A number of issues play into Michigan child custody decisions. First and foremost, whatever the court decides in child custody cases is what governs the parties. With this being the case, if the parties can come to a child custody agreement without court intervention, that approach may be better for the parties involved. However, there are instances when the parties cannot come to an amicably fair decision and the courts need to get involved. The courts’ primary focus is the well being of the children, and they use the best interests of the child standard as their guiding principle.

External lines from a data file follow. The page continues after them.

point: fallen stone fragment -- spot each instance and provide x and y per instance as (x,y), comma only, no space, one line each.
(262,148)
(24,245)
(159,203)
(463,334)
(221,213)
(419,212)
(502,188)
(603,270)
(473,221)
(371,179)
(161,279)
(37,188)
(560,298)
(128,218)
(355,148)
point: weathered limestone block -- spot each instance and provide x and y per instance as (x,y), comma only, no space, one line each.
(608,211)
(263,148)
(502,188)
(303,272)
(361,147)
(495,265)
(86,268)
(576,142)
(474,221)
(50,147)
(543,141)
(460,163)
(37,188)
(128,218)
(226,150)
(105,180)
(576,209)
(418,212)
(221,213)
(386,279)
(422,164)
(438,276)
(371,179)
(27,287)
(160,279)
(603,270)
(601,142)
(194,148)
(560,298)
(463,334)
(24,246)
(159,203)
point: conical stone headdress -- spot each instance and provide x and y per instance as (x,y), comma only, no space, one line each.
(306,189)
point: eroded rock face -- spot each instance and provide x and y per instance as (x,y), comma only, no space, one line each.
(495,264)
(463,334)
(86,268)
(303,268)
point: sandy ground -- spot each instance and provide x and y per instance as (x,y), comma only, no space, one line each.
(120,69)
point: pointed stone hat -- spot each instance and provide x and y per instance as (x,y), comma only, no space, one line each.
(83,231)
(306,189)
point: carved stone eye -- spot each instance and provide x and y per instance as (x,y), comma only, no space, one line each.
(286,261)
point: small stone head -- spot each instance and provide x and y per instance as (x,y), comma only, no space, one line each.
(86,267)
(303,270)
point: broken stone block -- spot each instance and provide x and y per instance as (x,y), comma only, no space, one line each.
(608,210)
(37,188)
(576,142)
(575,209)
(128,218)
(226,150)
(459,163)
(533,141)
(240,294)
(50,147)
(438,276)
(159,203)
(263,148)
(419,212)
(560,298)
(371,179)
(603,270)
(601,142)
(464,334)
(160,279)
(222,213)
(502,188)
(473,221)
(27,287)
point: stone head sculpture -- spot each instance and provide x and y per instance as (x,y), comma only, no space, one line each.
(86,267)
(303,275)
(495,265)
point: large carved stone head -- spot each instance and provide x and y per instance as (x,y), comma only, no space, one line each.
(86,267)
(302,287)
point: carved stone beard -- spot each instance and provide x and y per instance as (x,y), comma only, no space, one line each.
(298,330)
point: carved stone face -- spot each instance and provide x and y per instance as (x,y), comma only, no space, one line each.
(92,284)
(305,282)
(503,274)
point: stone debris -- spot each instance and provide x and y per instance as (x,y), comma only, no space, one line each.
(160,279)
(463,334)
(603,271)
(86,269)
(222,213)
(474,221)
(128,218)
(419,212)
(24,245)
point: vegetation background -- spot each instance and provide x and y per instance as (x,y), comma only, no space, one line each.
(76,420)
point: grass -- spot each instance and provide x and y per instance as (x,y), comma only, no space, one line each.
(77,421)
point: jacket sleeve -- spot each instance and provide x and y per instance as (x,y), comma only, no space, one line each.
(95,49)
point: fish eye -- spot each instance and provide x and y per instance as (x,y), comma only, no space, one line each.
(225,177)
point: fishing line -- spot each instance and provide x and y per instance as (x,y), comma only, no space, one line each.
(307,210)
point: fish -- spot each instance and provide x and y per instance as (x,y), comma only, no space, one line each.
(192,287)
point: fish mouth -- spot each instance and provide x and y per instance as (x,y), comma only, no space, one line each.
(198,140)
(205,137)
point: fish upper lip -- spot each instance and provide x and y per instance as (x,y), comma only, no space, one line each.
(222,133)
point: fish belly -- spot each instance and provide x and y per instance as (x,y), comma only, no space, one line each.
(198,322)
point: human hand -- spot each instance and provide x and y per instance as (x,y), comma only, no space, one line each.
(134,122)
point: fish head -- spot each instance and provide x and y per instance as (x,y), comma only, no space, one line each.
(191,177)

Dwayne Wade, a star professional basketball player, was recently instructed by a court to release his children for visitation with their mother. The parties had previously agreed to a visitation schedule that gave the mother two weeks during the summer along with other specified visiting days. Wade filed a motion with the court to deny turning over his sons to their mother because of what he believed was unstable behavior. The court did not agree with Wade’s assessment, and ordered that the children visit with their mother as per the child custody order.
In enforcing a child custody order, the courts affirm their ability to promote what they believe is the best interests of the child. In order to revisit an order of the court, the parties have to petition the court and present new evidence to change an existing order. Child custody orders ultimately dictate parenting time. They give the parents a definite framework of where the child will be and when. In a lot of child custody cases, the courts will give sole custody to one parent with visitation to the other. Joint custody is also a possibility.
Child custody decisions are not made lightly and the parties have to abide by court mandates. If parents are unhappy with an existing mandate, they can consult with a family law attorney to discover their various options.